There’s been an increase in programming for kids – there are well-run davening programs in the shuls, popular weekly avos ubanim, as well as mesibas shabbos for girls and boys. And the community now boasts its own library on the cheder campus. 

One new update to the community has fulfilled a longstanding aspiration of many locals: Harav Gedalia Oberlander moved from Monsey to serve as the community’s rov. And some projects are just getting off the ground, including the construction of a multi-million dollar mikvah taharah

Besides all of the new ventures, previous initiatives have also been upgraded and expanded. Chaverim of NEPA, founded and run by R’ Zalman Lison, now includes nearby Scranton and the Poconos. The chesed organizations have new features, too. “There are meal trains for pretty much everything by now,” Rabbi Yehuda Green says with a laugh. “There’s also fresh, hot breakfasts for mothers who just gave birth.” 

The community is lovely and inviting, but Rabbi Green suggests ‘doing your homework’ before moving down.

“Almost everyone who moves here has a friend or relative, which makes it easier on them,” Rabbi Green said. “If not, it can take more time to settle in. The community has grown so quickly that we don’t always know who is visiting and who is new in town. Because of this, newcomers might not always get full service.”

Transitions come along with challenges, and moving to a community is a big transition for a family. It can take a while to figure it out under the best of circumstances; Rabbi Green suggests getting in touch with the schools and reaching out to locals for help and information before making a move. Medical services in the area can also prove to be a challenge. 

“The school is very full, so families who move down without making arrangements beforehand might need to wait for space to open up for their children. It can take time to find new teachers and split classes.” 

When a kehilla grows, some of its charms, like the family-like feel, may be lost. While a community of 40 families can easily participate in every simcha, it’s not as simple with 150 families, and people tend to gravitate more to their own type. But the community embraces the positive developments that come along with growth. 

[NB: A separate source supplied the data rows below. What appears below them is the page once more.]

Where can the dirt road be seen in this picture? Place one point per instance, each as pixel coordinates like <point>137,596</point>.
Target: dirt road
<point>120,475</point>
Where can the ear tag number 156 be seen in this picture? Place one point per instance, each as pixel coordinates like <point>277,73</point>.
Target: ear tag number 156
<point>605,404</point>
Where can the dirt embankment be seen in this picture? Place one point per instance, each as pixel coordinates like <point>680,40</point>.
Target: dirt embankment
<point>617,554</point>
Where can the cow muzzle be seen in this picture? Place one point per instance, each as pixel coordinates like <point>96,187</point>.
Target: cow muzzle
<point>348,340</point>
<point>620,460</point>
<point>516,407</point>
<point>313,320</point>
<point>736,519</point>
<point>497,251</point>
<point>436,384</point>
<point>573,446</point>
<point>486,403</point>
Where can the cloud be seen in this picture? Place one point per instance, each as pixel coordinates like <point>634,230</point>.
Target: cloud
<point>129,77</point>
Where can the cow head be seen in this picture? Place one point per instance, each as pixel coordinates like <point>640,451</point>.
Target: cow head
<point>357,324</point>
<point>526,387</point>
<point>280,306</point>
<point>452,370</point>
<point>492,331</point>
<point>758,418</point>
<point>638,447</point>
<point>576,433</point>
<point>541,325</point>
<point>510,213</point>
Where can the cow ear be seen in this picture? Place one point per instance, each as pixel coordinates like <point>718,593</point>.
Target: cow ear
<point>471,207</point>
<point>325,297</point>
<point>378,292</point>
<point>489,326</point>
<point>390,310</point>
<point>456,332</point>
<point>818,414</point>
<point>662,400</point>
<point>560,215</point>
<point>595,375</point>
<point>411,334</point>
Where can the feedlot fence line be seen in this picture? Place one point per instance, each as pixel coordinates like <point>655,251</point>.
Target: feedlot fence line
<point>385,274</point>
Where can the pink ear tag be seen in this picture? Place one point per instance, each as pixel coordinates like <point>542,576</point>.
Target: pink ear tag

“There are so many wonderful Anash living here,” Rabbi Green said. “We have more friends, more shabbos guests, more options of shiurim – it’s exciting to be part of it!” 


Community size: 170+ Families

Mosdos and Amenities:

  • Chabad Shuls: Bais Moshe; Cheder Sheni; Bais Tzvi Yosef
  • Chabad School: Cheder Menachem – a 5-minute drive from the neighborhood, with busing offered for elementary-aged students. 
  • Yeshivos: Kingston Mesivta; Bais Shneur Zal.
  • Kosher Establishments: Kingston Kosher Grocery; Bagel Bar – cafe and pizza shop; Kave33 – ice cream and coffee shop; Around the Truck Kosher Catering; and various catering and food services.

Nearby Anash communities: Monsey – 2 hour drive. Crown Heights – 3 hour drive. Baltimore – 3 hour drive.